The first houses and feeding stations were constructed by Charles Heuser, Don Snook, and Lee Elliott after their wives joined forces to withstand the high winds at the North Jetty. Experienced as an Animal Health Technician, Janis worked with the spay/neuter and medical treatments. Dr. Eldon Rivers was their first veterinarian, and when he moved, Town and Country Animal Clinic’s Dr. Laurie Johnson and Dr. John Jacobson took over.
Many other residents through the years have helped with feeding, and also with rescuing from trash bins, empty houses, and burlap sacks of kittens thrown off the bridge or into the ocean. The cost of the program is paid for by gifts of food, donations, and an annual silent auction.
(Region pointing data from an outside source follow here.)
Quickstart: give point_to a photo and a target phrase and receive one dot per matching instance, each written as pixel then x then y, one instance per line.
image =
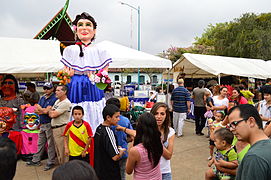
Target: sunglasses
pixel 46 88
pixel 8 82
pixel 235 123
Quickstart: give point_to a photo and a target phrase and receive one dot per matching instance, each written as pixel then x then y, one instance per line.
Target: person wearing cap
pixel 180 100
pixel 33 95
pixel 46 134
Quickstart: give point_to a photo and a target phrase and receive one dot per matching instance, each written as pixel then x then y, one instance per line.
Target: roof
pixel 203 66
pixel 40 56
pixel 59 27
pixel 29 55
pixel 125 57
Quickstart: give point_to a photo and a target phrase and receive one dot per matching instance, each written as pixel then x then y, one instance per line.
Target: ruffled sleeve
pixel 95 58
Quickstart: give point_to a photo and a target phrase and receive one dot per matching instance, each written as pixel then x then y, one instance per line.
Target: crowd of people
pixel 89 136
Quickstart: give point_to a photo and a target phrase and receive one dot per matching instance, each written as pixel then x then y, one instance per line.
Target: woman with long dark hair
pixel 161 113
pixel 81 62
pixel 237 97
pixel 145 156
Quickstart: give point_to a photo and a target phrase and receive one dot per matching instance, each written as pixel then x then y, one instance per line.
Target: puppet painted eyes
pixel 31 121
pixel 87 24
pixel 7 118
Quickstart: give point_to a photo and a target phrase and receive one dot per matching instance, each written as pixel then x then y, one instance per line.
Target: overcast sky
pixel 164 23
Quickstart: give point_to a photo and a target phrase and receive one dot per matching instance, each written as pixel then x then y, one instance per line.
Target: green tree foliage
pixel 174 53
pixel 248 36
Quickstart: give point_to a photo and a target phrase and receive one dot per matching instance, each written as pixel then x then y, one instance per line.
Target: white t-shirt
pixel 165 164
pixel 264 110
pixel 220 102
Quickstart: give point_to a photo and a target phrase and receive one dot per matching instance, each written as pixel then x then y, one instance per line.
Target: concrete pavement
pixel 189 161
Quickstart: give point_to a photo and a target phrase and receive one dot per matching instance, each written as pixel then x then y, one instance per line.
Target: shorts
pixel 86 158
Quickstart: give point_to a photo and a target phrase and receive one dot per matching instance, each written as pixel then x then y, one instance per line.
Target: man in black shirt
pixel 106 151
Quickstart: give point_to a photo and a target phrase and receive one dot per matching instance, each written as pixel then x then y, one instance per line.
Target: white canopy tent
pixel 41 56
pixel 205 66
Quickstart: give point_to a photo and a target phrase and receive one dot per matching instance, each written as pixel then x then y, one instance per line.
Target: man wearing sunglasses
pixel 46 134
pixel 246 125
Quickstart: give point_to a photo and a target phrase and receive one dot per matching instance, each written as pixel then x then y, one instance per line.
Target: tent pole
pixel 167 87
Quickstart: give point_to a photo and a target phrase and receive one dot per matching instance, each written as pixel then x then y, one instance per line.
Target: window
pixel 117 78
pixel 129 79
pixel 154 79
pixel 141 79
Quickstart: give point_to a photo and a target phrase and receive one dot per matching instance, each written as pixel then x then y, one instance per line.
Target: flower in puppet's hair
pixel 97 79
pixel 63 77
pixel 108 81
pixel 103 79
pixel 104 73
pixel 92 77
pixel 99 74
pixel 74 28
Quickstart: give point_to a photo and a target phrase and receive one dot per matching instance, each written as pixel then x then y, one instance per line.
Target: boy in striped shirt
pixel 77 136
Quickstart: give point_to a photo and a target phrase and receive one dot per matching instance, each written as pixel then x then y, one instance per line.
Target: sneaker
pixel 48 167
pixel 31 163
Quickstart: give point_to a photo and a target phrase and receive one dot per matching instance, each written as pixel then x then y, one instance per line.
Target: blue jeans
pixel 122 163
pixel 167 176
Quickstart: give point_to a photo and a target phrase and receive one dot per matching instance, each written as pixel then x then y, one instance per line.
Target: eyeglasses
pixel 46 88
pixel 8 82
pixel 235 123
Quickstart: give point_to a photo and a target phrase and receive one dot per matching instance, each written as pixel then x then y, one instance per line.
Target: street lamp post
pixel 138 33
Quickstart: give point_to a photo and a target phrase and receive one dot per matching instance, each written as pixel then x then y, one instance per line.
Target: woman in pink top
pixel 238 97
pixel 145 156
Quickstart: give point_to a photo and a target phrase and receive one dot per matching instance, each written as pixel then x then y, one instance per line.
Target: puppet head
pixel 7 119
pixel 31 119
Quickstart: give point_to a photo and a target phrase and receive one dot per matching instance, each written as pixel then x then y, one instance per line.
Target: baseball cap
pixel 48 85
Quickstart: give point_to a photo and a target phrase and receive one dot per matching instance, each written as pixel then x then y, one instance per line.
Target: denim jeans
pixel 122 163
pixel 167 176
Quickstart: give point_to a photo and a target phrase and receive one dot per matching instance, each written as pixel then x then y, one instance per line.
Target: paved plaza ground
pixel 189 161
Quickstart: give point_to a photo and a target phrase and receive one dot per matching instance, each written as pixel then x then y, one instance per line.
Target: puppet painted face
pixel 85 30
pixel 7 118
pixel 31 120
pixel 8 88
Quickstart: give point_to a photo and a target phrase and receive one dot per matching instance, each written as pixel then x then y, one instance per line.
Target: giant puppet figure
pixel 10 114
pixel 10 88
pixel 81 61
pixel 30 133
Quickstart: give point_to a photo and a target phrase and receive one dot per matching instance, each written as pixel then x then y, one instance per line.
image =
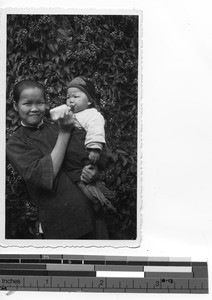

“This venture involves many people with generous loving hearts which helps to counteract some of the cruel situations to which people expose their pets,” says Charles Heuser.
Known as “The Cat Lady” from North Bend to Crescent City, Ursula Elliott nurses kitties back to health so they can be adopted. Almost 3,000 animals have been helped by the Cats Plus Program. “The cats are screened for leukemia,” Ursula says. “Adults may be spayed or neutered. Kittens receive baby shots, and are nurtured until they complete their adult shots. They are then adopted out. The medical charges are formidable. Town and Country Animal Clinic maintains a special account for the North Jetty cats.”
Proud of the program, the Gold Beach community supports it enthusiastically. McKay’s Market gives them a big discount on food. Town and Country Animal Clinic does, as well. Many people contribute time for the daily feeding of the 15 resident cats. Several other communities have used the Plus Program as a model. The North Jetty Cats even received a card from Socks in the White House.
Getting there: Traveling north on Hwy 101, turn left on the north side of the bridge onto Wedderburn Loop. Head west a quarter mile, then turn left onto the jetty and look for about twelve doll-size houses. Traveling south on Hwy 101, turn right before the bridge.”
I highly recommend a visit to Gold Beach. I can’t wait to get back there myself.